Issued on behalf of Lake Victoria Gold Ltd.
VANCOUVER – Baystreet.ca News Commentary – Gold has held above $4,200 per ounce through early December, while established producers demonstrate record profitability with all-in sustaining costs averaging around $1,600 per ounce, creating exceptional margin environments that are narrowing valuation gaps between cash-flow generators and companies advancing toward first production[1]. The combination of sustained high metal prices and operational discipline has transformed project economics for developers bringing assets online during this cycle, positioning Lake Victoria Gold (TSXV: LVG) (OTCQB: LVGLF), Lundin Gold Inc. (TSX: LUG) (OTCQX: LUGDF), Artemis Gold Inc. (TSXV: ARTG) (OTCQX: ARGTF), China Gold International Resources Corp. Ltd. (TSX: CGG) (OTCPK: JINFF), and SSR Mining Inc. (NASDAQ: SSRM) (TSX: SSRM).

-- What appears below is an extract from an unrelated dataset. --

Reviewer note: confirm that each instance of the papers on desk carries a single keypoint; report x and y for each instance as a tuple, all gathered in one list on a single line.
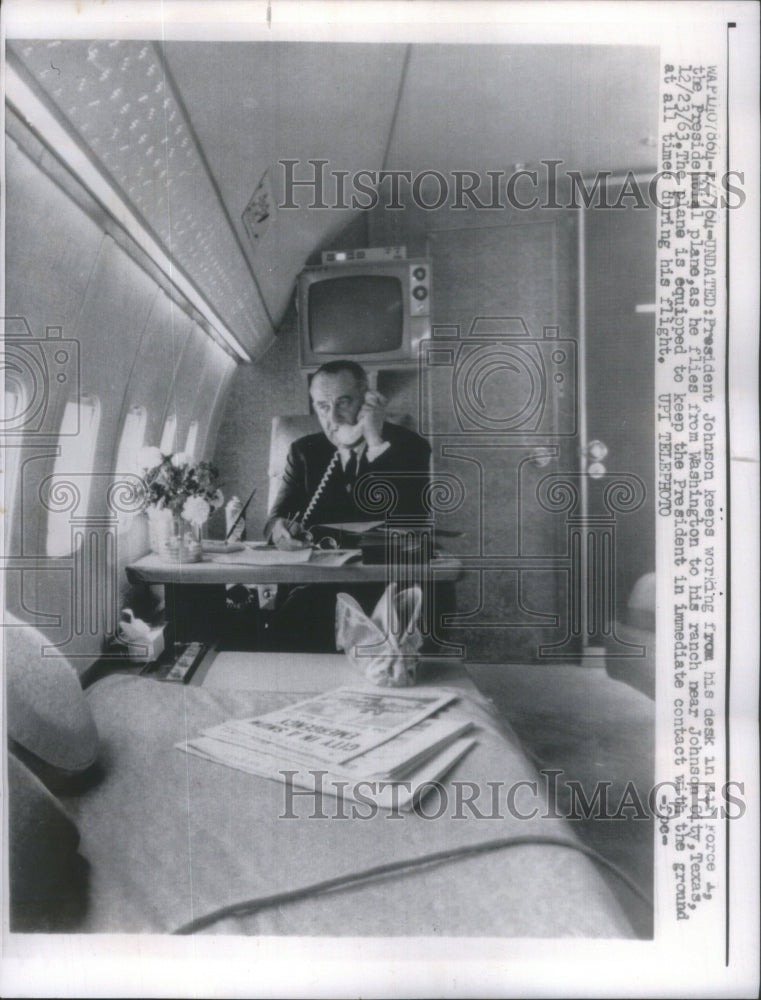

Major forecasts targeting $4,000 to $5,000 for 2025-2026 from institutions including Goldman Sachs, UBS, and Standard Chartered reflect structural demand shifts as central banks maintain near-record purchasing levels[2]. The sector benefits from improved capital discipline and stronger balance sheets compared to previous cycles, creating timing advantages for companies transitioning from development to production as gold establishes new trading ranges during a historic window of producer profitability[3].
Gold development company Lake Victoria Gold (TSXV: LVG) (OTCQB: LVGLF) is advancing two high-grade projects in Tanzania's prolific Lake Victoria Goldfields. The company has released the first analytical results from a 4,000-meter drill program at Area C, the core production zone at its fully permitted Imwelo Gold Project in northwestern Tanzania.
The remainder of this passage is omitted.